The scene Ryan Coogler wants to delete from history: “I was bugged having to do that”
In moviemaking, sometimes directors have to kill their proverbial babies, even if it goes against their every creative instinct. Ryan Coogler, for example, was forced into such a situation while making his third movie, and he regretted it for years afterwards.
In 2018, off the back of only two movies, Coogler found himself elevated into tentpole blockbuster territory with Marvel’s Black Panther. Suddenly, a guy who had made one low-budget drama and one mid-budget franchise spinoff was at the helm of a $200million superhero epic. It was the kind of quantum leap in a career that has caused many directors, young and old, to crumble under the weight of expectation, but with a rare confidence in his abilities, Coogler isn’t like most.
He took to big-budget filmmaking like a spear through Wakandan enemies, creating a movie that revelled in its cultural importance while being an entertainer through and through, working within the confines of a Marvel Cinematic Universe entry. This was no vapid excuse to sell toys but a layered geopolitical story set in and around the Afrofuturistic nation of Wakanda, which even in fiction felt like a breathing entity itself, putting “Wakanda forever!” on the map of cultural lexicon.
Overall, Black folks delighted in Black Panther‘s featuring of widespread and layered representation Hollywood had lacked for so many years, in a big-budget mainstream format. Coogler’s hand was free as he painted his movie his way, and it resulted in a modern classic. However, not long after the movie was released, he admitted there was at least one creative decision that irked him.
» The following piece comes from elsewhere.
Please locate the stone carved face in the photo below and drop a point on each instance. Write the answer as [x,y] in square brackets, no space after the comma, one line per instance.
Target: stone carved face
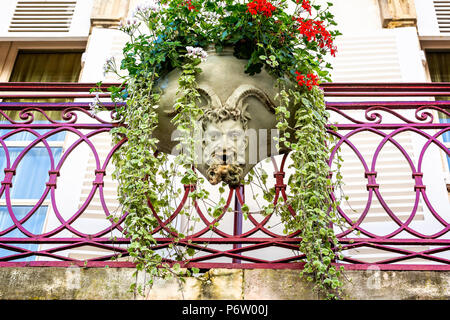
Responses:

In the film’s opening act, Andy Serkis returned as the villainous South African arms dealer Ulysses Klaue, a character who had briefly appeared a few years earlier in Avengers: Age of Ultron. From the second he exploded into action in Black Panther, it was clear Serkis was raring to go, and it felt like his performance as the gleefully destructive ne’er-do-well was defined by the instruction, “Just have fun out there”.

Charmingly, when Coogler spoke to The Toronto Sun, he confirmed that he pretty much let Serkis off the leash and was wildly entertained by what the motion-capture pioneer came up with. “Klaue in this movie, he’s just having a good time,” Coogler grinned, “Every scene he’s in, he’s walking in like it’s the best day of his life. He’s got a swagger to him that’s interesting, and for me, it was cool to see Andy act like that. It was a real pleasure.”
Unfortunately, while the filmmaker had a ball with Serkis and on-set, Klaue was always destined to burn brightly for a short time, not a long time. It’s unclear if he was mandated to kill off the character by Marvel Studios, whose overarching plan for their cinematic universe often overrules directors when making individual story decisions in their films, but Coogler confirmed that it’s not something he was in a hurry to do.
“I like Klaue,” the crestfallen director admitted, “I was bugged by having to do that. It’s tough when you have to kill characters off, and I really did love that character”.
Coogler hinted that Klaue’s demise at the hands of Michael B Jordan’s Erik Killmonger may have been entirely dictated by the story, because Killmonger uses his death as a method of gaining entry into Wakanda. However, he also mused, “It’s one of those things where when you’ve got so many people in a movie, some of them have to go”, which perhaps hints that Marvel wanted to thin out its roster a bit, and Klaue was an easy target.
Whatever the case, given his fondness for the character, it’s entirely possible that Coogler would have deleted that scene from history if given the chance, and the maniacal Klaue would have lived to fight another day. Spare a thought for a director overruled, and an actor whose bank balance took a direct hit.